Les souffrances de l’Arménie est un livret d’une soixantaine de pages, publié par la librairie Attinger frères à Neuchâtel. S’il n’est pas le premier ouvrage à diffuser des nouvelles concernant ces massacres en Arménie, il s’agit de la toute première brochure philarménienne publiée en Suisse. Celle-ci jouira d’un succès tel qu’elle sera rééditée quatre fois, l’année de sa parution. Cet ouvrage présente les populations concernées et le contexte géopolitique dans l’Empire ottoman pour le public suisse, qu’il s’agissait de mobiliser pour cette cause humanitaire.
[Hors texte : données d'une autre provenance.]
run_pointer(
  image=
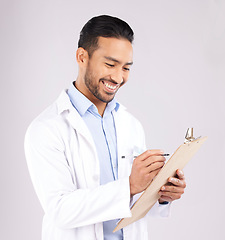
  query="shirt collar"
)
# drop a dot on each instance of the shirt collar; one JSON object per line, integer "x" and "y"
{"x": 83, "y": 104}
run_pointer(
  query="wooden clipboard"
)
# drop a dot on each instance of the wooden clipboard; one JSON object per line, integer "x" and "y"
{"x": 150, "y": 196}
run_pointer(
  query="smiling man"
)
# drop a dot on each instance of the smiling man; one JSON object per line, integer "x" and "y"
{"x": 81, "y": 150}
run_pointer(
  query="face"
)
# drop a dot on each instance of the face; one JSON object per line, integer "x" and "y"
{"x": 108, "y": 69}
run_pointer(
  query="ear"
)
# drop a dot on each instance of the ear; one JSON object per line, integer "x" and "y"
{"x": 82, "y": 56}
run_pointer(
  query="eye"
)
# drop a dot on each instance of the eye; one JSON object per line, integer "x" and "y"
{"x": 126, "y": 69}
{"x": 110, "y": 65}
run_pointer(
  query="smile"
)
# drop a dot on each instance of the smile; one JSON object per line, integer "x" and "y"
{"x": 110, "y": 86}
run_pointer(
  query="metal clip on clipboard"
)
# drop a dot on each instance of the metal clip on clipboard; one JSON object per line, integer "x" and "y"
{"x": 189, "y": 137}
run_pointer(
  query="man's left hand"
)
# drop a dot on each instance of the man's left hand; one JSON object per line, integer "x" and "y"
{"x": 174, "y": 189}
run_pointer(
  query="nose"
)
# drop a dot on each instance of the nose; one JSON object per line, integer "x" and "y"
{"x": 117, "y": 76}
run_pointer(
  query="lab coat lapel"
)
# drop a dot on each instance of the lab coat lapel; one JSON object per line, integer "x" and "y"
{"x": 88, "y": 150}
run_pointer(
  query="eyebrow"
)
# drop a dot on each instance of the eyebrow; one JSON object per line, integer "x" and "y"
{"x": 117, "y": 61}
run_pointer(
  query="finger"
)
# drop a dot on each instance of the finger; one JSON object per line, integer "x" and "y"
{"x": 177, "y": 182}
{"x": 180, "y": 174}
{"x": 154, "y": 159}
{"x": 154, "y": 166}
{"x": 170, "y": 195}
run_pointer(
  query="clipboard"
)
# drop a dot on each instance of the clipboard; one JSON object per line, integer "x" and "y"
{"x": 150, "y": 196}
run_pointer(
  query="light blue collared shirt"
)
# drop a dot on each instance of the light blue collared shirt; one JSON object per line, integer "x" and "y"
{"x": 104, "y": 135}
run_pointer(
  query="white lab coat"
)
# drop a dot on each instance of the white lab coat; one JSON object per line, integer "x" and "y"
{"x": 64, "y": 169}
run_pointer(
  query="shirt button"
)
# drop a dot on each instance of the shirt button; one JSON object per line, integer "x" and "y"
{"x": 95, "y": 177}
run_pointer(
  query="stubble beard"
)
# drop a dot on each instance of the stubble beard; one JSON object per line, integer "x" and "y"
{"x": 94, "y": 88}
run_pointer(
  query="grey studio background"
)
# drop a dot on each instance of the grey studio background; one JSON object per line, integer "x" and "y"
{"x": 177, "y": 81}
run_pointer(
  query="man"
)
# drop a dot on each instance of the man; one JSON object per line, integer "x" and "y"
{"x": 81, "y": 150}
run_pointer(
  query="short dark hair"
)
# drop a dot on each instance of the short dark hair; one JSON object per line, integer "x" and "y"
{"x": 103, "y": 26}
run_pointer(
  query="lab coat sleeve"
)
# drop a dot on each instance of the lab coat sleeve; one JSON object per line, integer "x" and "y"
{"x": 62, "y": 201}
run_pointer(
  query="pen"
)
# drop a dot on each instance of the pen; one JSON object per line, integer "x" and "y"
{"x": 164, "y": 155}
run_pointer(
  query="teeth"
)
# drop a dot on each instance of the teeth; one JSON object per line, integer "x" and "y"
{"x": 110, "y": 86}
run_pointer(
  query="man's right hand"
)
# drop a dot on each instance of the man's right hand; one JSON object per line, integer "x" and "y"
{"x": 145, "y": 167}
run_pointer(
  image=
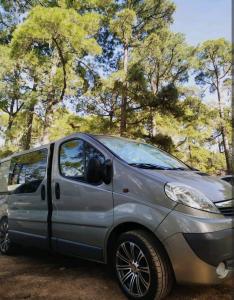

Dans la foulée de ce mouvement d’indignation, d’action et de récolte de fonds, le comité de Neuchâtel prend en 1896 la tête de la Conférence des Comités suisses de secours aux Arméniens, et Georges Godet est propulsé à la présidence de l’Œuvre suisse de secours aux Arméniens jusqu’en 1907. Si dans le premier quart du 20e siècle Neuchâtel perd son rôle central dans la coordination de l’Œuvre suisse au profit de Genève, elle conserve toutefois des responsabilités notables dans l’organisation de conférences ou de prêches et dans la publication de tracts ou de brochures militantes. A Neuchâtel, l’implication philarménienne est tout particulièrement le fruit du milieu évangélique et de l’Eglise indépendante, créée en 1873, dont est membre Georges Godet. Dans son livret comme dans les discours prononcés par les prédicateurs, le retour aux textes bibliques, la piété, l’égard envers son prochain et la logique fraternelle de l’entraide, visent à matérialiser l’effort missionnaire. Un effort qui, dans l’Empire ottoman, repose à la fois sur la sauvegarde de la communauté arménienne, sur l’éducation et sur le prosélytisme. Ces éléments se calquent d’ailleurs sur le Réveil religieux qui s’opère en Suisse dès la seconde moitié du 19e jusqu’au début du 20e siècle, par le biais des églises évangéliques.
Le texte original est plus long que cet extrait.